Legal advice and funding – Costs – Rate of payment

R (on the application of Law Society) v Lord Chancellor: DC (Lord Justice Elias, Mr Justice Keith): 15 June 2010

The claimant Law Society applied for judicial review challenging a new scheme for defendants' costs orders implemented by the defendant lord chancellor.

The scheme had been implemented by the Costs in Criminal Cases (General) (Amendment) Regulations 2009 which amended the Costs in Criminal Cases (General) Regulations 1986. In implementing the 2009 regulations, the lord chancellor had for the first time exercised the ­discretionary power given to him under section 20 of the Prosecution of Offences Act 1985 to set the rates and scales in relation to defendants’ costs orders, which had not been set in the regulations themselves, but in a ­separate document.

The rationale behind the new scheme was to control rising costs and to bring central funds within the available budget. The effect of the new scheme was that defendants’ costs orders would allow successful defendants to recover their costs only at legal aid rates. It was common ground that that scheme would result in considerably smaller payments than those made under the 1986 regulations and that the ­payments would necessarily fall short of the costs actually incurred by the successful defendant.

The main issue was whether the 2009 regulations, when read with the accompanying rates and scale document, were consistent with the principles of ­compensation reflected in section 16 of the 1985 act.

The Law Society submitted that the scheme was unlawful because it failed to give effect to the principles underpinning section 16(6). It contended that, instead of using his powers to provide reasonably sufficient compensation to successful defendants, the lord chancellor had acted for a number of improper purposes. He had exercised his powers for extraneous purposes such as seeking to effect savings in public funds and placing some of the burden of defence costs on the successful defendants, and had thereby subverted the clear compensation principle in ­section 16(6).

Held: The only issue was whether the objectives of the new policy could be properly achieved by the lord chancellor exercising the particular rule-making powers conferred on him. The section 20 power had to be exercised ‘to carry into effect’ the principles enunciated in part II of the act, which included the principles set out in section 16(6).

The regulations could not undermine or subvert the principles of compensation set out in that subsection. That provision required that the compensation must be ‘reasonably sufficient’ and should be such amount as was reasonably incurred for work properly undertaken. The focus should be on whether what was spent was reasonable rather than whether cheaper adequate representation could be achieved, and the level of fees should reflect the market for services of the relevant kind and not seek to change it, Balchin v South Western Magistrates Court [2008] EWHC 3037 (Admin), R v South Devon Magistrates Court Ex p Hallett Independent, 8 May, 2000 DC and KPMG Peat Marwick McLintock v HLT Group [1995] 2 All ER 180 QBD considered. The lord chancellor could not stipulate what sums he deemed to be a reasonable reward for the services of a lawyer. Similarly, he could not fix reasonable rates by reference to resources available.
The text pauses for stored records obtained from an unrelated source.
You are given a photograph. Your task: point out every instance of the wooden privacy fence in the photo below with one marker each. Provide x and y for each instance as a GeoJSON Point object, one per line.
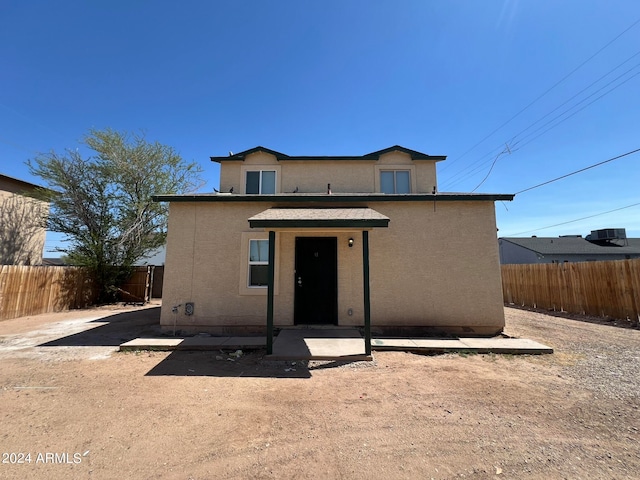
{"type": "Point", "coordinates": [141, 287]}
{"type": "Point", "coordinates": [31, 290]}
{"type": "Point", "coordinates": [610, 288]}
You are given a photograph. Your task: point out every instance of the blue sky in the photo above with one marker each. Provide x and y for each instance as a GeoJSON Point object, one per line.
{"type": "Point", "coordinates": [347, 77]}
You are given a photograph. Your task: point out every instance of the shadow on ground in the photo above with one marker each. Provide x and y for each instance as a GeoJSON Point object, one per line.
{"type": "Point", "coordinates": [224, 364]}
{"type": "Point", "coordinates": [117, 329]}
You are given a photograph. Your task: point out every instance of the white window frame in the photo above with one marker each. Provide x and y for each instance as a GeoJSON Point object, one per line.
{"type": "Point", "coordinates": [243, 272]}
{"type": "Point", "coordinates": [395, 171]}
{"type": "Point", "coordinates": [251, 263]}
{"type": "Point", "coordinates": [261, 171]}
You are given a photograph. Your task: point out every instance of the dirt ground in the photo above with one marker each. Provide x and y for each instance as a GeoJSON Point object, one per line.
{"type": "Point", "coordinates": [73, 407]}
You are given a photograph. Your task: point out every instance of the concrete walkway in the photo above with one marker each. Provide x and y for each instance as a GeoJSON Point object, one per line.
{"type": "Point", "coordinates": [338, 344]}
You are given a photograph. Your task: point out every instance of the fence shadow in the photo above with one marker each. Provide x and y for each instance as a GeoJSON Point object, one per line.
{"type": "Point", "coordinates": [221, 364]}
{"type": "Point", "coordinates": [118, 328]}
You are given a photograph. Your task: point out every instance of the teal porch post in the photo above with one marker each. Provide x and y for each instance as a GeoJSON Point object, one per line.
{"type": "Point", "coordinates": [270, 284]}
{"type": "Point", "coordinates": [367, 293]}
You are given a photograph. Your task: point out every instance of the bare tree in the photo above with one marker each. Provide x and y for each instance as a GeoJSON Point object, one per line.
{"type": "Point", "coordinates": [103, 205]}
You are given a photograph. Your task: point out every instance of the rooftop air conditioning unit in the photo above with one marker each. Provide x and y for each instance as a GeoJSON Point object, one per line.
{"type": "Point", "coordinates": [607, 234]}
That involved determining what he thought the government could reasonably be expected to pay rather than focusing on the costs which the successful defendant had reasonably incurred.

Giving proper weight to the statutory language of section 16(6), it was clear that the ­obligation was to provide a sum of money which was reasonably sufficient to compensate the successful defendant. If the lord chancellor simply gave what he thought was reasonable, ­having regard to the available resources and other objectives which he considered desirable, then no significance was attached to the concept of compensation at all, and it would become impossible to say in any meaningful way whether what was recompensed was sufficient or not.

The new regulations involved a decisive departure from past principles and ­jettisoned the notion that a defendant ought not to have to pay towards the cost of defending himself against what might in some cases be wholly false accusations, provided that he incurred no greater expenditure than was reasonable and proper to secure his defence. Any change in that principle was one of constitutional moment. It meant that a defendant falsely accused by the state would have to pay from his own pocket to establish his innocence.

Whatever the merits of that principle, it would be surprising if parliament had intended that it could properly be achieved by sub-delegated legislation which was not even the subject of parliamentary scrutiny. The lord chancellor was seeking to achieve objectives which were inconsistent with the purpose for which he could pass the 2009 regulations. The appropriate remedy was to declare the scheme to be unlawful and quash the rates and scales.

Application granted.

Dinah Rose QC, Javan Herberg, Jessica Boyd (instructed by Kingsley Napley LLP) for the claimant; James Eadie QC, Samuel Grodzinski (instructed by the Treasury Solicitor) for the defendant.